Activists scaled the Worlds Fair Globe (which
was built as a symbol of friendship between the Nations) “in
order to bring to light the (US) Administration’s global hypocrisy
which threatens to unravel the ground work which has been laid
for nuclear disarmament.”
Both Nuclear Weapons “refurbishment” at Y-12 and
the refusal to sign the Comprehensive Test Ban Treaty, the activists
argue, send a clear message to other nuclear states that the
US has every intention of continuing the nuclear arms race into
the next millennium.
“The Y-12 Nuclear Plant’s example of refurbishment
is the equivalent to me taking my beat up old Toyota to the
mechanic and getting a new Porsche in return. It is clearly
not the same car, not the same nuclear weapon,” says Paloma
Galindo.
The United Nation’s Non Proliferation Treaty Review
Conference is still in session for the next three days.
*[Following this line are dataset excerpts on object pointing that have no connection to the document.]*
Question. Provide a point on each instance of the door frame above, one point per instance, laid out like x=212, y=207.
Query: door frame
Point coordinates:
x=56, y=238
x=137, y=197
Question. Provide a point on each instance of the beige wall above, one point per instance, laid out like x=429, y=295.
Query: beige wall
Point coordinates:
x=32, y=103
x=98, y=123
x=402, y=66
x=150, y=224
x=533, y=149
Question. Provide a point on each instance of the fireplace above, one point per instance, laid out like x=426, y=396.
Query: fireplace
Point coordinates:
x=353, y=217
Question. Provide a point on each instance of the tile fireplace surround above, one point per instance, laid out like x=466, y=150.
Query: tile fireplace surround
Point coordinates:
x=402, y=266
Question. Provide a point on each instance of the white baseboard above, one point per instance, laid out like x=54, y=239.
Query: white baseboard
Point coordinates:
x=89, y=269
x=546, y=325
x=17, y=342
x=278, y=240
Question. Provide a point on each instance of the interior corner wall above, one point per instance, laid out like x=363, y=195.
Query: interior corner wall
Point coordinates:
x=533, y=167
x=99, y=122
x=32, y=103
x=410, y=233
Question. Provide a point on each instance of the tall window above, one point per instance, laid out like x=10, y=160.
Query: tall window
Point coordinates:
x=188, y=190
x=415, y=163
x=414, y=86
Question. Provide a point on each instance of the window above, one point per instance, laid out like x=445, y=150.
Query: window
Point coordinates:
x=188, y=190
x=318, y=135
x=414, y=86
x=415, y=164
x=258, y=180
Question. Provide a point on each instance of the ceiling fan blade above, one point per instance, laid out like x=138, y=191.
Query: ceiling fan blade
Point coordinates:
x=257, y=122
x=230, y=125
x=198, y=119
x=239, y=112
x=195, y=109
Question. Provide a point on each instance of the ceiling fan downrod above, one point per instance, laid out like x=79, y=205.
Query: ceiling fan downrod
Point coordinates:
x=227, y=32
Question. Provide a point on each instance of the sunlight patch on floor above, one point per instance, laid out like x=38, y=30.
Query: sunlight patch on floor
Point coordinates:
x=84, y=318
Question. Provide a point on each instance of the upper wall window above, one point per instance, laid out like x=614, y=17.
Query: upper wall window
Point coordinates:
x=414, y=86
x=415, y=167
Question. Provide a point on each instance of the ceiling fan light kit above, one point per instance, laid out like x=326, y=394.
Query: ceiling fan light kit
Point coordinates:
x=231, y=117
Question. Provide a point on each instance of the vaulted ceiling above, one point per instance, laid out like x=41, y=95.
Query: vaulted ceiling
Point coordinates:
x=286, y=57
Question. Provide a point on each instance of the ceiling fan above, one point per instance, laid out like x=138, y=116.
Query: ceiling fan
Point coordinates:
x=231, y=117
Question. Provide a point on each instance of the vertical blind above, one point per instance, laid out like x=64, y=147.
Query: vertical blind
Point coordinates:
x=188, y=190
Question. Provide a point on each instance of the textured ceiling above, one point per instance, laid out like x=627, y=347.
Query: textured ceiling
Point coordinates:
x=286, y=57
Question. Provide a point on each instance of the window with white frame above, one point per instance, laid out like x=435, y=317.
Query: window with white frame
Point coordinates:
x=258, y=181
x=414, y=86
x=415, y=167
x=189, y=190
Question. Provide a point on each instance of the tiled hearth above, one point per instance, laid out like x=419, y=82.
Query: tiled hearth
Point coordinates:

Because
of US nuclear policies, the world may lose an important opportunity
to move towards disarmament. Even US allies are upset.
Chris Irwin and Dane Kuppinger from Katuah Earth
First! said that they are prepared to stay up for the remainder
of the NPT review conference.
“Our species has to outgrow the suicidal course
of nuclear weapons,” says Chris Irwin, a sixth generation Knoxvillian.
“Nuclear weapons work at Y-12 poisons the ground
we live on, endangers worker and community health, and undermines
world peace. We must Stop the Bombs!” says Asheville resident
Dane Kuppinger.
Katuah Earth First! is a nonviolent direct action
movement committed to defending the Earth.